Many key workers in the NHS and public sector would struggle to afford an unexpected bill of £100 in a month, according to analysis by the University of Edinburgh, whose new report also reveals that Buy Now Pay Later “has the potential to very quickly lead to an unmanageable debt burden.”

Salad Projects commissioned the Credit Research Centre at the University of Edinburgh Business School to analyse the financial lives and behaviour of NHS and public sector workers.

The University's report, Financial Resilience and Credit Landscape of Public Sector Workers, raises “serious concerns about financial resilience” of many NHS and public sector workers – often the people delivering vital frontline services – and presents questions about why many who cannot afford to repay a loan have been granted credit by Buy Now Pay Later providers.

The University analysed the anonymised bank transactions of 104,661 people, all NHS and public sector workers, and found evidence that over half (54%) had experienced direct debits being returned and a significant proportion of individuals’ accounts are frequently in overdraft, with individuals’ average monthly account balances under £79 for half of every month.

The report also reveals that more than 10% of the 27,943 people declined for a loan because they could not afford repayments went on to be offered credit by Buy Now Pay Later (BNPL) providers. The researchers found that use of BNPL accelerates over time, especially for medium and high users. BNPL users in the sample spend more relative to their incomes, have higher overdrafts and a significant minority are heavily indebted.

The University of Edinburgh analysed nearly 174 million anonymised transactions, most spanning a year or longer, for each of 104,661 NHS and public sector workers who applied for a loan from Salad Money. Most were declined on the basis that they could not afford to repay a loan. Salad is a social enterprise which lends to public sector staff and uses Open Banking technology to make affordability assessments based on the income and expenditure shown in applicants’ banking data.

Lord Iain McNicol, Chair of the Public Responsibility Oversight Body (PROB) for Salad Money, said:

“The report demonstrates why we need a purposeful, social-led approach to credit and financial inclusion.

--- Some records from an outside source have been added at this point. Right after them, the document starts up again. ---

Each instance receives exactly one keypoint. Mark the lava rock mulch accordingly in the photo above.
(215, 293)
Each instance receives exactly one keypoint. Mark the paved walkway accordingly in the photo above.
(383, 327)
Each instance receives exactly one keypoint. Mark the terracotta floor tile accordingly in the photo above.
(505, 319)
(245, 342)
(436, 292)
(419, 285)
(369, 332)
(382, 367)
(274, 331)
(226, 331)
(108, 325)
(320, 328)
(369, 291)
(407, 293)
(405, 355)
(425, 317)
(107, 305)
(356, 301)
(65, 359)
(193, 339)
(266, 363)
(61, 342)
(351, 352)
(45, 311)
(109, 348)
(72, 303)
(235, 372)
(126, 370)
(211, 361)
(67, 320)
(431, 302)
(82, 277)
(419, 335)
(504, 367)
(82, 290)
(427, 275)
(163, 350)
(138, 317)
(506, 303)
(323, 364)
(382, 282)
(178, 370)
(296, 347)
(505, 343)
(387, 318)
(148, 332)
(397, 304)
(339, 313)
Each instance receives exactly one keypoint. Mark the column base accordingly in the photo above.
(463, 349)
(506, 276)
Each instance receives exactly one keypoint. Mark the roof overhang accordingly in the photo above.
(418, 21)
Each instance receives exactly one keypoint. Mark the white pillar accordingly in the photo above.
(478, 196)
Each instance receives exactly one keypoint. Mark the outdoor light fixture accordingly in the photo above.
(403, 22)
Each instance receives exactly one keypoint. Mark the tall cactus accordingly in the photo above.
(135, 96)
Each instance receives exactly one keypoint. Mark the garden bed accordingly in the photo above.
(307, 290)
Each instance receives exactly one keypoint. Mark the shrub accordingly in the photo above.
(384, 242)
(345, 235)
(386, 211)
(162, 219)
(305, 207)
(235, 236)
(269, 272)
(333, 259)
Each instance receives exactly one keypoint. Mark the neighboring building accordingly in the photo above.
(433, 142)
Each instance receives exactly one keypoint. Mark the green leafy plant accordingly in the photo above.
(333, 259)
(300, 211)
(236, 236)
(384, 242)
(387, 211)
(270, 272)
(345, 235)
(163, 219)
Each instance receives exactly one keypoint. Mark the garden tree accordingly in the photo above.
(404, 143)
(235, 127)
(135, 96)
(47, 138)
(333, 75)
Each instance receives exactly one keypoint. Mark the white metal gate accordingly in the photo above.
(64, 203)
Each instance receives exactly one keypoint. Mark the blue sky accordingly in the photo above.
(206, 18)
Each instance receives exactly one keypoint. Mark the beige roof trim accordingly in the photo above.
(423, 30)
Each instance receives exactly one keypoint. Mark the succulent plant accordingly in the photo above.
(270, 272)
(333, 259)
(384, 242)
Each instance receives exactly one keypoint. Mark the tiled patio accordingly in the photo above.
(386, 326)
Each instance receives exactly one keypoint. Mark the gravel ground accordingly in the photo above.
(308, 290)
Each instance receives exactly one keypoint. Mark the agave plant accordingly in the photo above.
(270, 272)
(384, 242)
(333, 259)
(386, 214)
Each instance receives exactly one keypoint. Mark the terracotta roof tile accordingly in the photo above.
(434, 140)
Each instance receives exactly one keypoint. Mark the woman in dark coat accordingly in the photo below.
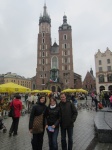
(38, 109)
(52, 124)
(17, 104)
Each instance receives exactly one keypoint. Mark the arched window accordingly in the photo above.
(101, 79)
(109, 77)
(54, 62)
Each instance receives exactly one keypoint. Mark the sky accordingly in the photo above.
(91, 22)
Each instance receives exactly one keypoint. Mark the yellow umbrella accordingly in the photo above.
(35, 91)
(45, 91)
(13, 88)
(68, 91)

It is worrying to see the fractured financial resilience of so many NHS and public sector workers. It is also alarming to see people are still being offered credit by both FCA-regulated firms and under-regulated BNPL providers, even though they’ve been turned down elsewhere for affordability reasons.”

Theodora Hadjimichael, CEO of Responsible Finance, said:

“Imagine the stark reality of having just £79 left in a bank account with two weeks until payday. Credit is not the answer to the cost of living crisis or low pay, which are issues for politicians and employers to address. But credit is a fundamental part of how we live our lives in the UK today, used by more than 9 out of 10. Everyone should be able to get finance on fair terms if they need it.”

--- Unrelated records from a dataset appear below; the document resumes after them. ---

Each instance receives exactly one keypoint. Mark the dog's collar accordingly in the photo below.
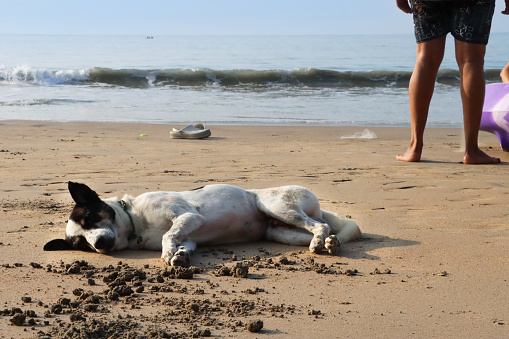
(133, 231)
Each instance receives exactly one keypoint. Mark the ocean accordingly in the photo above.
(343, 80)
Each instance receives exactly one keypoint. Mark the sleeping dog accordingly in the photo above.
(175, 222)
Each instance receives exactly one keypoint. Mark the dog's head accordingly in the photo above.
(91, 223)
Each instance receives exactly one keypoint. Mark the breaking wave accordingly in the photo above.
(138, 78)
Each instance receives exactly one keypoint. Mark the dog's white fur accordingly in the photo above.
(174, 222)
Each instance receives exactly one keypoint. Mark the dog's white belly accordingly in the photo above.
(230, 213)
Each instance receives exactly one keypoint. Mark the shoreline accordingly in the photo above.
(438, 226)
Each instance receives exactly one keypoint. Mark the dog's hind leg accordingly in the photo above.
(298, 207)
(177, 248)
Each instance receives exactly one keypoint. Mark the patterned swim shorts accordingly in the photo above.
(467, 21)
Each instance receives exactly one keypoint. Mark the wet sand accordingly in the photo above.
(432, 263)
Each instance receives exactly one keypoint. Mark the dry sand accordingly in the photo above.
(439, 227)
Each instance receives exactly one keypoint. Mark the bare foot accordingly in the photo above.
(479, 157)
(409, 156)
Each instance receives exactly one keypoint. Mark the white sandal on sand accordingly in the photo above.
(197, 131)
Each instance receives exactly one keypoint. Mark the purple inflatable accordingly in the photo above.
(495, 113)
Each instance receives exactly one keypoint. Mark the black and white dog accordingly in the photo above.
(175, 222)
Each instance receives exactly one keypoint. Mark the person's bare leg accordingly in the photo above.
(505, 74)
(429, 56)
(470, 58)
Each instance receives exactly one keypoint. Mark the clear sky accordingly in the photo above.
(210, 17)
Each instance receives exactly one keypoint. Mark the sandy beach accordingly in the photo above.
(432, 263)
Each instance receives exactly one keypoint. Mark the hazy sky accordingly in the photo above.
(205, 17)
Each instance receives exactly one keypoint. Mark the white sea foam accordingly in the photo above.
(24, 74)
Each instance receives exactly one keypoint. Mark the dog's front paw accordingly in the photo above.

Professor Tina Harrison of the University of Edinburgh Business School said:

“The increase in the use of BNPL, especially among individuals with very low financial resilience, is extremely worrying. Left unchecked, BNPL has the potential to very quickly lead to an unmanageable debt burden.”

The report also notes that while Salad Money cannot offer finance to all the NHS and public sector workers who apply for a loan, we are able to help seven out of ten applicants boost their incomes.

We have embedded a benefits calculator into the loan application process, which checks whether applicants are entitled to any benefits, and shows details of how to go on to make claims. Remarkably, seven out of ten applicants are entitled to benefits they were unaware of before applying to Salad, with the calculator finding an average of around £434 in benefits due but unclaimed every month for each applicant, and more for those with dependent children. 

Tim Rooney, CEO of Salad Money, said:

“Millions of people are feeling the punishing increases in the cost of living in their daily budget. But many households are unaware of benefits they are rightfully due, wrongly assume they are not eligible for any benefits or think an application is too complicated. Households across the UK currently miss out on £16 billion in benefits they could be claiming. I’m proud that our team has already helped thousands of lower-paid NHS and public sector workers put hundreds of pounds into their pockets every month.”